Don't worry, some operators are supported on `gfx1030` architecture, so you can run a
separate example like::

    ./bin/example_gemm_dl_fp16 1 1 1

and it should return something like::

    a_m_k: dim 2, lengths {3840, 4096}, strides {1, 4096}
    b_k_n: dim 2, lengths {4096, 4096}, strides {4096, 1}
    c_m_n: dim 2, lengths {3840, 4096}, strides {4096, 1}
    arg.a_grid_desc_k0_m0_m1_k1_{2048, 3840, 2}
    arg.b_grid_desc_k0_n0_n1_k1_{2048, 4096, 2}
    arg.c_grid_desc_m_n_{ 3840, 4096}
    launch_and_time_kernel: grid_dim {960, 1, 1}, block_dim {256, 1, 1}
    Warm up 1 time
    Start running 10 times...
    Perf: 3.65695 ms, 35.234 TFlops, 26.3797 GB/s, DeviceGemmDl<256, 128, 128, 16, 2, 4, 4, 1>

.. note::

    A new CMake flag ``DL_KERNELS`` has been added to the latest versions of CK. If you do not see the above results when running ``example_gemm_dl_fp16``, you might need to add ``-D DL_KERNELS=ON`` to your CMake command to build the operators supported on the `gfx1030` architecture.

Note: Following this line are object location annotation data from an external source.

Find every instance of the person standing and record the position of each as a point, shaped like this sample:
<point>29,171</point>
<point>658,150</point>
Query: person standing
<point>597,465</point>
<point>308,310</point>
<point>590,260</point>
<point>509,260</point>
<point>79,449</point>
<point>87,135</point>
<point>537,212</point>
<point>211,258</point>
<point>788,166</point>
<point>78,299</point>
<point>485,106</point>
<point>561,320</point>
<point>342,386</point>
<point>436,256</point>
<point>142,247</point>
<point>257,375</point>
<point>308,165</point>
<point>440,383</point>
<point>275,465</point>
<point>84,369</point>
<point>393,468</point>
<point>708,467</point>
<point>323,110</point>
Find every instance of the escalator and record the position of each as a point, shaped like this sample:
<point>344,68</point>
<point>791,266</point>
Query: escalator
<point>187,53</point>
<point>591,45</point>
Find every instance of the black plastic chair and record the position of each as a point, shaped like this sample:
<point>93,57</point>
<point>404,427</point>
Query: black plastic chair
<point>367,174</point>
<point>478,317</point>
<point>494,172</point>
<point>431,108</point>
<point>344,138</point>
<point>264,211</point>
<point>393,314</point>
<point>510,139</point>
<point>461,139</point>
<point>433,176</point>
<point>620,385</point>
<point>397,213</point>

You can also run a separate test::

    ctest -R test_gemm_fp16

If everything goes well you should see something like::

    Start 121: test_gemm_fp16
    1/1 Test #121: test_gemm_fp16 ...................   Passed   51.81 sec

    100% tests passed, 0 tests failed out of 1

Summary
=======

In this tutorial you took the first look at the Composable Kernel library, built it on your system and ran some examples and tests. In the next tutorial you will run kernels with different configurations to find out the best one for your hardware and task.

P.S.: If you are running on a cloud instance, don't forget to switch off the cloud instance.